As for plaintiff's remaining discovery requests, such requests are vague and it is unclear how the requested materials are relevant to this action. Additionally, defendants provided evidence that they responded to plaintiff's discovery requests. See (Def.'t's Resp. (DE 96) Exs. A-C and (DE 97) Exs. 1-3.). Defendants state they provided plaintiff approximately 160 pages of documentation pertaining to grievances submitted by plaintiff at Maury during the relevant time period, 240 pages of documentation pertaining to incident reports and disciplinary files involving plaintiff during the relevant time period, 770 pages of medical records pertaining to plaintiff during the relevant time period, property inventory forms pertaining to plaintiff, and a nutritional assessment performed at a prior facility. Due to the vague nature of plaintiff's discovery requests and in light of the large volume of materials defendants already provided plaintiff, plaintiff's current discovery requests appear to be a fishing expedition. Accordingly, plaintiff's motion to compel is DENIED as to plaintiff's remaining discovery requests. See Cohn v. Bond, 953 F.2d 154, 159 (4th Cir.1991) ("Discovery should not become a fishing expedition.") (internal quotation and citation omitted).

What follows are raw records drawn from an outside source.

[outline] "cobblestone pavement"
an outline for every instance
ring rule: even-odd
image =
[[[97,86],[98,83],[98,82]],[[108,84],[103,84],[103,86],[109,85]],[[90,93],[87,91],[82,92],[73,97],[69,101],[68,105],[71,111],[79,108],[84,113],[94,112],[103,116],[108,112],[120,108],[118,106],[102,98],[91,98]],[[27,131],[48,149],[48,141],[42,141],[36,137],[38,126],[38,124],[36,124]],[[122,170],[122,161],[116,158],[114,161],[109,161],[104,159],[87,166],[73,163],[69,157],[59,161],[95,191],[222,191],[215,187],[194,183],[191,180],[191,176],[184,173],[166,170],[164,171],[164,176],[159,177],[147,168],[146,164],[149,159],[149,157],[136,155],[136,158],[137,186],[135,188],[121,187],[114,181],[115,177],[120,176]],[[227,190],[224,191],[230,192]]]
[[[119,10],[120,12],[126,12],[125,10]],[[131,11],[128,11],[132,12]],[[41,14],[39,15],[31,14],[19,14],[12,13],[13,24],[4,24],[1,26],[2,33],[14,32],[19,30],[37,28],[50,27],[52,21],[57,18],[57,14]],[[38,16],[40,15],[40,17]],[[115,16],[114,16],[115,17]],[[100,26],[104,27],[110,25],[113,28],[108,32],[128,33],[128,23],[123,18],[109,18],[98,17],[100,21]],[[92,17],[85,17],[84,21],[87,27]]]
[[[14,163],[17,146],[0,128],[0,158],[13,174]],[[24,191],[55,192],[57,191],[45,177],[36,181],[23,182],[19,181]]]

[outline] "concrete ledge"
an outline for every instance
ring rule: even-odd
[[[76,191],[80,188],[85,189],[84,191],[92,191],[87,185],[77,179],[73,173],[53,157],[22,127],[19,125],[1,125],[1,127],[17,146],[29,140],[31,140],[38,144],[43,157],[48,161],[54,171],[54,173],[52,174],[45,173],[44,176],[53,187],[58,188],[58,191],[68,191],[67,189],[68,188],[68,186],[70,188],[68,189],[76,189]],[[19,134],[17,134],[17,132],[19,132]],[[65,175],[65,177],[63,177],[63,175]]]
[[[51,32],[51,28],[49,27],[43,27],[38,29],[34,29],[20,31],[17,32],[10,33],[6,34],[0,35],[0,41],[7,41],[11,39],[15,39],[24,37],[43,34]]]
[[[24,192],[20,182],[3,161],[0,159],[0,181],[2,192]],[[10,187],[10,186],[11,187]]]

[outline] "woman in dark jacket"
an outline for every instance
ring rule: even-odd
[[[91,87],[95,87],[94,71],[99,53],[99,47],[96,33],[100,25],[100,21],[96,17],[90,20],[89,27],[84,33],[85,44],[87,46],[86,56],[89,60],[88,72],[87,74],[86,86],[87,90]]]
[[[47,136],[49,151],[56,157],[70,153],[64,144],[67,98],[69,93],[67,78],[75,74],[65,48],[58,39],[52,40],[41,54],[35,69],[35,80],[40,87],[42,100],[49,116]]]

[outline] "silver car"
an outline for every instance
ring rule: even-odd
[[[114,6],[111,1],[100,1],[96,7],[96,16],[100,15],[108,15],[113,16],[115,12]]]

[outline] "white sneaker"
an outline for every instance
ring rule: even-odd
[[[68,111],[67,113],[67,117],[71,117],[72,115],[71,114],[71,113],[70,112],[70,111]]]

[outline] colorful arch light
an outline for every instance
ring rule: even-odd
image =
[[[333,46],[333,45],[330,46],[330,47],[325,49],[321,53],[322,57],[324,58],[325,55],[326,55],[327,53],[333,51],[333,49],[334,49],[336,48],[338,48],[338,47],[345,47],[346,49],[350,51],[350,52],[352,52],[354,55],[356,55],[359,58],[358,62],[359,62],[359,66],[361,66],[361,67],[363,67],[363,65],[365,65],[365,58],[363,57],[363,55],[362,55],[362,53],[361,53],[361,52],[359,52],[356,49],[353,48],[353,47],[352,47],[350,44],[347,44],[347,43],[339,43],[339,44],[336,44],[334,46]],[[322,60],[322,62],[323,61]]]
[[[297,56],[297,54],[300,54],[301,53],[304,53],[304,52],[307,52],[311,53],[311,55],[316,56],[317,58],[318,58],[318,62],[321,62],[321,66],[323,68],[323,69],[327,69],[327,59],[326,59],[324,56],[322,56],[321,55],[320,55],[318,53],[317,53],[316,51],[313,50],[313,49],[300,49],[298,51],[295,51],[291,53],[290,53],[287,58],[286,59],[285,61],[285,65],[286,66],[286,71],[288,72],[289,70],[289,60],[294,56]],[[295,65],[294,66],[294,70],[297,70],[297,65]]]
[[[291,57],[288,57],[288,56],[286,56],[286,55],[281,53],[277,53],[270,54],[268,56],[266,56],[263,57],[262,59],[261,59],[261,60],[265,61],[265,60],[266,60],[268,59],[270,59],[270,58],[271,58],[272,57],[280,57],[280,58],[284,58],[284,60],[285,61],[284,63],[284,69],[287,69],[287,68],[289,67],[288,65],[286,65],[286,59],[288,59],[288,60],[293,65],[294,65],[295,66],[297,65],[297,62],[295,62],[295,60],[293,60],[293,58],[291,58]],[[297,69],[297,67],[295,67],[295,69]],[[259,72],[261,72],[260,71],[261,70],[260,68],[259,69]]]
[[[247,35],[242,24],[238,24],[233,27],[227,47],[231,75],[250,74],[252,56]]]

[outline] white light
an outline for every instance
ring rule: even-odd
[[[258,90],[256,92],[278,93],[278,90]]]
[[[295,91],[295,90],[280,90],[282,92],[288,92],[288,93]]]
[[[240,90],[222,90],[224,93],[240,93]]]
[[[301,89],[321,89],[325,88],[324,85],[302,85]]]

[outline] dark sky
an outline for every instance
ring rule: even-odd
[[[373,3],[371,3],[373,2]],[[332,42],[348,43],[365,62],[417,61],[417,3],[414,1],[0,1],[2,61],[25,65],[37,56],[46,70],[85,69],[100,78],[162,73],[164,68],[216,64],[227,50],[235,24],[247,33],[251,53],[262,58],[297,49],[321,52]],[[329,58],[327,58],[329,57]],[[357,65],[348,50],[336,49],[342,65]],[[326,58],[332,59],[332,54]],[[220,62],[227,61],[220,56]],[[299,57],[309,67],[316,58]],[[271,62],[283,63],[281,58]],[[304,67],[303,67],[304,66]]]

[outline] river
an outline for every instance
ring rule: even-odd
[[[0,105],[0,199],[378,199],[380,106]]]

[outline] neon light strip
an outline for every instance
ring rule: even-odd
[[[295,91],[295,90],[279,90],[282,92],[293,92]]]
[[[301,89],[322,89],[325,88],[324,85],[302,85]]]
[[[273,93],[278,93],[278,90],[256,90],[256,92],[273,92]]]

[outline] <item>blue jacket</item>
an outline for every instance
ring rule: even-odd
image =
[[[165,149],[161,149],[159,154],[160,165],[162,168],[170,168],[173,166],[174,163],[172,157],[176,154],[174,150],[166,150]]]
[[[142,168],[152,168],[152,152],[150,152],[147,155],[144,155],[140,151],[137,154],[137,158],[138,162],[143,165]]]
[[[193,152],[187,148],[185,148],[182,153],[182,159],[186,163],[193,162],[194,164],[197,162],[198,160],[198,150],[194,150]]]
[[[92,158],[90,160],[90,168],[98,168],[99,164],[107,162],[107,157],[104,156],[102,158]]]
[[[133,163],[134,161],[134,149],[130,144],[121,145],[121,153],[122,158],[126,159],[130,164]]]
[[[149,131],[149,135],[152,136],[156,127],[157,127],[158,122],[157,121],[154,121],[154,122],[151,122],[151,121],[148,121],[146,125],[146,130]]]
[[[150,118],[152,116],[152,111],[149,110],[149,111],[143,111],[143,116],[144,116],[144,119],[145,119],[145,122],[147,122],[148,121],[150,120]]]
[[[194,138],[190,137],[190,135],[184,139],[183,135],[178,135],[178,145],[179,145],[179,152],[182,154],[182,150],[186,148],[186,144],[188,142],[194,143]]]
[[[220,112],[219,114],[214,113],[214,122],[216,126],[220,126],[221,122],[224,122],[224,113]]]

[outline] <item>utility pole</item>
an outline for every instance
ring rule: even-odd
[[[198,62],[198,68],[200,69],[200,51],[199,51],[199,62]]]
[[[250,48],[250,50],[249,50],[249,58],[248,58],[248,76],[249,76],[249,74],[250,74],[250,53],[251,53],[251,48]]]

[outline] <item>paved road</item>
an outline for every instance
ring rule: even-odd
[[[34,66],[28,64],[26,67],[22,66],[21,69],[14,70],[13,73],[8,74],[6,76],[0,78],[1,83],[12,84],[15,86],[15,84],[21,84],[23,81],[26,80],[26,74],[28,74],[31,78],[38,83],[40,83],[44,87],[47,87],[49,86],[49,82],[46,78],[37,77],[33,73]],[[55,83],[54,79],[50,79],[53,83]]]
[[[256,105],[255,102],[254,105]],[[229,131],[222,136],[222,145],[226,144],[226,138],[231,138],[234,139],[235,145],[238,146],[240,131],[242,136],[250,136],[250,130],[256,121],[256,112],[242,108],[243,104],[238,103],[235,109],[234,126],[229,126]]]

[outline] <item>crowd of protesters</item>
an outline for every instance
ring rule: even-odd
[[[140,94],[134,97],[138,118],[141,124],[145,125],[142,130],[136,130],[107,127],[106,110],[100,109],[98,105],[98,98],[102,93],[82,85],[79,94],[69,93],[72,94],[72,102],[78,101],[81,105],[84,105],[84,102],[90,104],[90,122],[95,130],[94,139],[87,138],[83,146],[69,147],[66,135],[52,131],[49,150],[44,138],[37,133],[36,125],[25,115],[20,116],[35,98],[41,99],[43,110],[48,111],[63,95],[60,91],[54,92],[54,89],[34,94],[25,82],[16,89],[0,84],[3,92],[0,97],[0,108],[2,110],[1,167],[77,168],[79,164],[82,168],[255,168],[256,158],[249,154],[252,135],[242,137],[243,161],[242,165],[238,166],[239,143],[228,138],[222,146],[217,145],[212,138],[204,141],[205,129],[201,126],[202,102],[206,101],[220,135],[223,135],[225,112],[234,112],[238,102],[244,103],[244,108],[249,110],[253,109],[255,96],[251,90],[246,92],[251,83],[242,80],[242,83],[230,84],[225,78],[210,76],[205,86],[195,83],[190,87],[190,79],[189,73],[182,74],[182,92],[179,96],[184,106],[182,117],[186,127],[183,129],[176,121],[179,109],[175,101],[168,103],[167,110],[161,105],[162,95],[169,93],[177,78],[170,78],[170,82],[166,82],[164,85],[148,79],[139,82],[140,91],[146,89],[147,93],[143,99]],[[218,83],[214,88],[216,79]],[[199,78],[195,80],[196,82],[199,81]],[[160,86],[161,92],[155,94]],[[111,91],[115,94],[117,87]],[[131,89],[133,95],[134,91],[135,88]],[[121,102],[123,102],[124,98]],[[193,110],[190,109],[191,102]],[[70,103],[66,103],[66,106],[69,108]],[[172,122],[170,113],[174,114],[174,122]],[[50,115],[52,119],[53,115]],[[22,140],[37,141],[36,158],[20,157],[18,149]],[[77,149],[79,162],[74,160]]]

Defendants Dennis Daniels, Whitney Driver, John Herring, Jackie Parker, Ennis Oats, Donald Polt, Paula Smith, Carlton Joyner, Bobby Marshall, and Robert Lewis also state that they supplemented their discovery responses, subsequent to the filing of plaintiff's motion to compel, and produced inventory forms related to plaintiff during the relevant time period. (Def.'s Resp. (DE 97), p. 2.) --------
In addition to plaintiff's document requests, plaintiff asserts that defendants failed to adequately respond to his requests for admissions. Federal Rule of Civil Procedure 36 governs requests for admissions. Rule 36 allows a party to "serve on any other party a written request to admit . . . the truth of any matters within the scope of Rule 26(b)(1) relating to [] facts, the application of law to fact, or opinions about either; and [] the genuineness of any described documents." Fed. R. Civ. P. 36(a).
In this case, the record reflects defendants responded to plaintiff's requests for admissions. (Def.'t's Resp. (DE 96) Ex. A, (DE 97), Attach. 3.) Plaintiff does not provide any valid basis for objection to defendants' responses to plaintiff's requests for admissions. Rather, plaintiff simply appears to disagree with defendants' responses. See Fed. R. Civ. P. 36. Accordingly, the court OVERRULES plaintiff's objections to defendants' responses to plaintiff's requests for admissions.
Finally, the court turns to plaintiff's motion for an extension of time to prepare and file dispositive motions. For good cause shown, plaintiff's motion is GRANTED. Dispositive motions are now due by October 6, 2015. Plaintiff is cautioned that the court will grant no further extensions of time to file dispositive motions.
For the foregoing reasons, the court rules as follows:
(1) Because plaintiff failed to comply with the court's July 9, 2015, order directing him to file particularized allegations, the allegations set forth in his April 29, 2015, amended complaint are DISMISSED without prejudice;
(2) Plaintiff's motion to compel (DE 94) is DENIED;
(3) Plaintiff's motion for an extension of time to file dispositive motions (DE 95) is GRANTED, and dispositive motions now are due by October 6, 2015.
SO ORDERED, this the 12th day of August, 2015.